You can't watch the news without seeing videos of people getting the Covid injection. Let's just admit that everybody is hinky about something, and some people become wall-climbers at the thought, much less the visual, of someone receiving an injection.

I think of people suddenly leaving their chairs for the kitchen in the middle of the news.

The fear is common enough that there is a name for it — trypanophobia.

The National Guard occupation of the Capitol following the riot of January 6 continues with little new information. The riot was a mess and should not have happened.

The place is surrounded by steel fencing topped by razor wire like you see around the county jail.

There are thousands of guardsmen and women around the U.S. Capitol, and they have been there for weeks, but why? For how long? What are their “rules of engagement?”

How long will the barriers be up? In my view, the same people who say the wall on our southern border will not work believe this one will.

The guardsmen around the Capitol are armed, and one must assume it is not for show.

What would it take for a guardsman to lift, aim, discharge his/her weapon at a citizen who was banging on the gate or trying to slip through it?

A government employee was shown on national television shooting and killing unarmed Ashli Babbitt for doing just that. We don't know the name of the government employee and probably won't.

The mainstream media refers to the January 6 riot as “the deadly riot” and The New York Times reported that Officer Brian Sicknick's death was “the result of being hit by a fire extinguisher.”

The paper didn't offer a source for the fire extinguisher story, only the same “unnamed sources” the paper might use when they really don't have any.
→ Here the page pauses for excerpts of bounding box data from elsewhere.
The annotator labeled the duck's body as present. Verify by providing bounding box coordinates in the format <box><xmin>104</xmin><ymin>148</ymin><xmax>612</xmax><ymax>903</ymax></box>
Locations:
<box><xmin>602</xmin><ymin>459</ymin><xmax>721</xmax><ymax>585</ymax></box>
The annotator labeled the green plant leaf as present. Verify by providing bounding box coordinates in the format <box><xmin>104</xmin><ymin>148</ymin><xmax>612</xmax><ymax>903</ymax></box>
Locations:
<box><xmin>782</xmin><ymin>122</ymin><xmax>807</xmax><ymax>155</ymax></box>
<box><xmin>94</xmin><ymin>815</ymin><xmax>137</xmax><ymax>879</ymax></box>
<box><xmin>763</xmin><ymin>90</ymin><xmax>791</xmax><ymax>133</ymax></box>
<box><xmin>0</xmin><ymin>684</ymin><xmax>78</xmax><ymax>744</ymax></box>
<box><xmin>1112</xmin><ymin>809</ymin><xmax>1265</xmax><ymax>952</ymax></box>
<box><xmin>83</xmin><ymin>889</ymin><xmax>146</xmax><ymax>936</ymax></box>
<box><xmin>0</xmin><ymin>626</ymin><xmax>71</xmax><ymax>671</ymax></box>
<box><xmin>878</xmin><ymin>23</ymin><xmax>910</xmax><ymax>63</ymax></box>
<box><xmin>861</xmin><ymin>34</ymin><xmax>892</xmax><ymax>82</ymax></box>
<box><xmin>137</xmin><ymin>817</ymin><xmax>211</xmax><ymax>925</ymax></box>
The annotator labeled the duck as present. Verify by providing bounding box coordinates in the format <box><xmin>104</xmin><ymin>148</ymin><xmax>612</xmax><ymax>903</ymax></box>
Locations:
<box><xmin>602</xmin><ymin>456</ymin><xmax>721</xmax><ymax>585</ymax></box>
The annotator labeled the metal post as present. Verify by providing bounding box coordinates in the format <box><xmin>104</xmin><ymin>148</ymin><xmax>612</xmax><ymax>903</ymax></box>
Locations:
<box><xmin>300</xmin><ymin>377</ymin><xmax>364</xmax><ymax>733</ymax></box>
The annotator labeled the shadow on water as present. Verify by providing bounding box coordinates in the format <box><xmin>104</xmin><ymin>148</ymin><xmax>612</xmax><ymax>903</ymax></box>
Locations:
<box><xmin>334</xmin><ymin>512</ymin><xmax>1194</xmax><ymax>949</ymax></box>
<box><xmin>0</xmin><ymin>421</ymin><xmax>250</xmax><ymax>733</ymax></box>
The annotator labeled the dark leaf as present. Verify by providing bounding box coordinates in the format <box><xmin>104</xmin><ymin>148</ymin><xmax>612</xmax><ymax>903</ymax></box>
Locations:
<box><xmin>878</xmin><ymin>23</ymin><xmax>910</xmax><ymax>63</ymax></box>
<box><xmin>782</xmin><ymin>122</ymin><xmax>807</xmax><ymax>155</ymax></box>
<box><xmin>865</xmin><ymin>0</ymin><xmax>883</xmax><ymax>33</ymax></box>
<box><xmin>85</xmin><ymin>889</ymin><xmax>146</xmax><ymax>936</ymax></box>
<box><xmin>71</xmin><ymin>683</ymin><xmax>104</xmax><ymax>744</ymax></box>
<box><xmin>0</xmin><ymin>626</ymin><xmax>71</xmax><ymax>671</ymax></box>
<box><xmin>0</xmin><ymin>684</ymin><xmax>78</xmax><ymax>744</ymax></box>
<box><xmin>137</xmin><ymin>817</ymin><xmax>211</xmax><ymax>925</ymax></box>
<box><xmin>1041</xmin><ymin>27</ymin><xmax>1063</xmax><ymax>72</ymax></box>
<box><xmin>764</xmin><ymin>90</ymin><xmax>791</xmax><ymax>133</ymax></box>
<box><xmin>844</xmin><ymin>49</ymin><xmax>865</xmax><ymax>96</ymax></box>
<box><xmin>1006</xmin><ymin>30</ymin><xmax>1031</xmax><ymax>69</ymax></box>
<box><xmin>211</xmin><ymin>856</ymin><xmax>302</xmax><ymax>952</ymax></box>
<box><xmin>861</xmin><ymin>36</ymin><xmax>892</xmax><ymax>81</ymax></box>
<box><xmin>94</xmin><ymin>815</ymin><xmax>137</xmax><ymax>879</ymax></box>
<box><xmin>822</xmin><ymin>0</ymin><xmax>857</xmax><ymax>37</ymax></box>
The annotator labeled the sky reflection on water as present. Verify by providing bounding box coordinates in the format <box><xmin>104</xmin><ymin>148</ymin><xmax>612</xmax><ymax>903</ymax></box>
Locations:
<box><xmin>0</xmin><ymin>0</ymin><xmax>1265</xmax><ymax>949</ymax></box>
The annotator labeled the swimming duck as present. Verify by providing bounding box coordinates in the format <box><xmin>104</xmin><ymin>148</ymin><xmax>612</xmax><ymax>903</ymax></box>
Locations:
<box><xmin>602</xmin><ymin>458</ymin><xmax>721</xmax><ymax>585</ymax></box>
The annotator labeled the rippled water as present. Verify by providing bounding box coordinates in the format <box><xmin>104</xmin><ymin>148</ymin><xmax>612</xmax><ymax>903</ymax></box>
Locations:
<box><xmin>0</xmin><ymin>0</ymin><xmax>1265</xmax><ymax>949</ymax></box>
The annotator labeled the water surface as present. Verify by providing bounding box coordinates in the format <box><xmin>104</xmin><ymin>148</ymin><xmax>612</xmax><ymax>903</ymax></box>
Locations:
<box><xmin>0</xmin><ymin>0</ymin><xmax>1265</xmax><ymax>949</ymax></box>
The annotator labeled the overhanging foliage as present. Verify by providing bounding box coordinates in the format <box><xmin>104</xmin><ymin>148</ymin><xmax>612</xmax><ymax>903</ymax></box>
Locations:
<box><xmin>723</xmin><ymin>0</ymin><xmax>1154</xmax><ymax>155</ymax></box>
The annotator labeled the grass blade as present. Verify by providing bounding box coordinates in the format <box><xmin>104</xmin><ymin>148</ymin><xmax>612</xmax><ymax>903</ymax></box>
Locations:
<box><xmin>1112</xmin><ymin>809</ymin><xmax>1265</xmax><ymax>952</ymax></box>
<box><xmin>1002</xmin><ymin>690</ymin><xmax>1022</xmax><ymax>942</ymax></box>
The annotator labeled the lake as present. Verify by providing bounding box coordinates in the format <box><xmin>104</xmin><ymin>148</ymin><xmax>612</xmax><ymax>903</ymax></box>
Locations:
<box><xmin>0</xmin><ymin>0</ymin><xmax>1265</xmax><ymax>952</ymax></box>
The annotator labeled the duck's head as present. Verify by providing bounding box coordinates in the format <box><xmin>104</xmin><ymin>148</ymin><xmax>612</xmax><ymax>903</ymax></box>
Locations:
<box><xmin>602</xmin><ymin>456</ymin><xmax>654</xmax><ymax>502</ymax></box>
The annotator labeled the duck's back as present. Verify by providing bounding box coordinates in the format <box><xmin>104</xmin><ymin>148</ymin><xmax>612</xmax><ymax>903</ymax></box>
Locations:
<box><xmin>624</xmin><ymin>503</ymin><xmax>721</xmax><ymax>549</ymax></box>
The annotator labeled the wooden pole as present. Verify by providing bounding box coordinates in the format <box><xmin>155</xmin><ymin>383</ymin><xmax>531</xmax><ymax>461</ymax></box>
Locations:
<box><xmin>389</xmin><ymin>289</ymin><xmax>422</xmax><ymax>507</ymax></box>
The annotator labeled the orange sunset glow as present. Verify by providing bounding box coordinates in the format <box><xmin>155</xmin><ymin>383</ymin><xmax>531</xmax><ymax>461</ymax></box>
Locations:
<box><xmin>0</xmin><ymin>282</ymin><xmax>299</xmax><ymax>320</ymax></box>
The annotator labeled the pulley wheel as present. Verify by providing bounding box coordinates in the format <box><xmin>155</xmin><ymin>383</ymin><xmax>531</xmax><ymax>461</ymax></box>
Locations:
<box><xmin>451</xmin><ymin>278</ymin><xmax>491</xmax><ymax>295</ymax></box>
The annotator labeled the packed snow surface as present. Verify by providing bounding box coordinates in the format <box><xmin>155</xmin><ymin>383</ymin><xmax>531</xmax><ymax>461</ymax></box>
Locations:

As of this writing the Medical Examiner's report has not been released except to state that Officer Sicknick died from a stroke.

National Guardsmen are true citizen soldiers. They hold down jobs and live in our communities.

We are accustomed to seeing National Guard guys and gals trucking out to help in emergencies. They are our neighbors and friends.

Once they slip into their ACU's (Army Combat Uniforms), they are down to business.

When guardsmen were having to sleep in a concrete parking deck and eat MRE's (meal, ready to eat) three times a day, local folks started taking them food. One woman became known as “the pizza lady” and motivated others to donate thousands of pizzas and food to the guardsmen.

That was a good thing, a very good thing to do.

But I can't help but wonder if a Guardsman would fire on unarmed citizens.

I hope not, but there is that nagging memory of May 4, 1970, when the Ohio National Guard shot and killed four and wounded nine others at Kent State University.

Would it happen today? Are we being manipulated to see each other as “others?”

What if “the pizza lady” was at the gate?